We’ve been treated to a glimpse into the future of robotics from AI Professor Noel Sharkey from Sheffield University, after two months of research looking at trends and the evolution of robotics around the world the botboffin offers some bleak reading for criminals.
At the core of his predictions are the vast amounts of data that robots can potentially store on-board and their ability to access databases containing all manner of information to almost instantly identify people.
In addition, street based robots would be armed with several sensors to detect weapons, sniff out explosives and with their super-human strength make arrests with comparative ease.
Within 30 years streets could see robots sat in strategic locations, monitoring crowds and using audio/visual systems be able to pick out drunks, fights and other anti-social behaviour and in the event of larger scale crowd problems fire RFID darts into the trouble makers and track them down later.
We’ll have to wait 60 years though, according to the Warner Brothers commissioned report, for traffic wardens to disappear off the streets and robotic ticketing systems to take over.

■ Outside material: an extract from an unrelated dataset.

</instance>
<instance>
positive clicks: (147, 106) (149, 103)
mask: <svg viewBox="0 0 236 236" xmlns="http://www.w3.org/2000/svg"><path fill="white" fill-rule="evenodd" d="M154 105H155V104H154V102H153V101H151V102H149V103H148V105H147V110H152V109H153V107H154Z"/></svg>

At around the same time the technology for autonomous police cars should be available too, bringing joyriders jaunts to a speedy end and with immediate numberplate recognition decide to stop cars to make arrests for a variety of misdemeanours, adding points to your licence and deducting fines from your bank in an instant!
The 80 year view is one of robots made from inorganic materials and have human face expressions, patrolling the now not so mean streets and, armed with biometric tools, take DNA tests and use respiration, heart rate and temperature in a kind of lie-detector fashion and conduct immediate drink and drug testing.
Professor Sharkey comments: “Hollywood movies and TV shows such as Terminator: The Sarah Connor Chronicles have been dismissed as fantastical over the years, but this report, based on existing research and current technoligcal developments, suggests that robots will play a much bigger role in society over the next 75 years than previously anticipated.”
“These robot developments could be extremely beneficial in the protection of citizens and police in the hands of benevolent governments. But in the wrong hands, as warned in the Terminator: The Sarah Connor Chronicles, robot law enforcement could be a major blow to individual privacy and basic human rights.”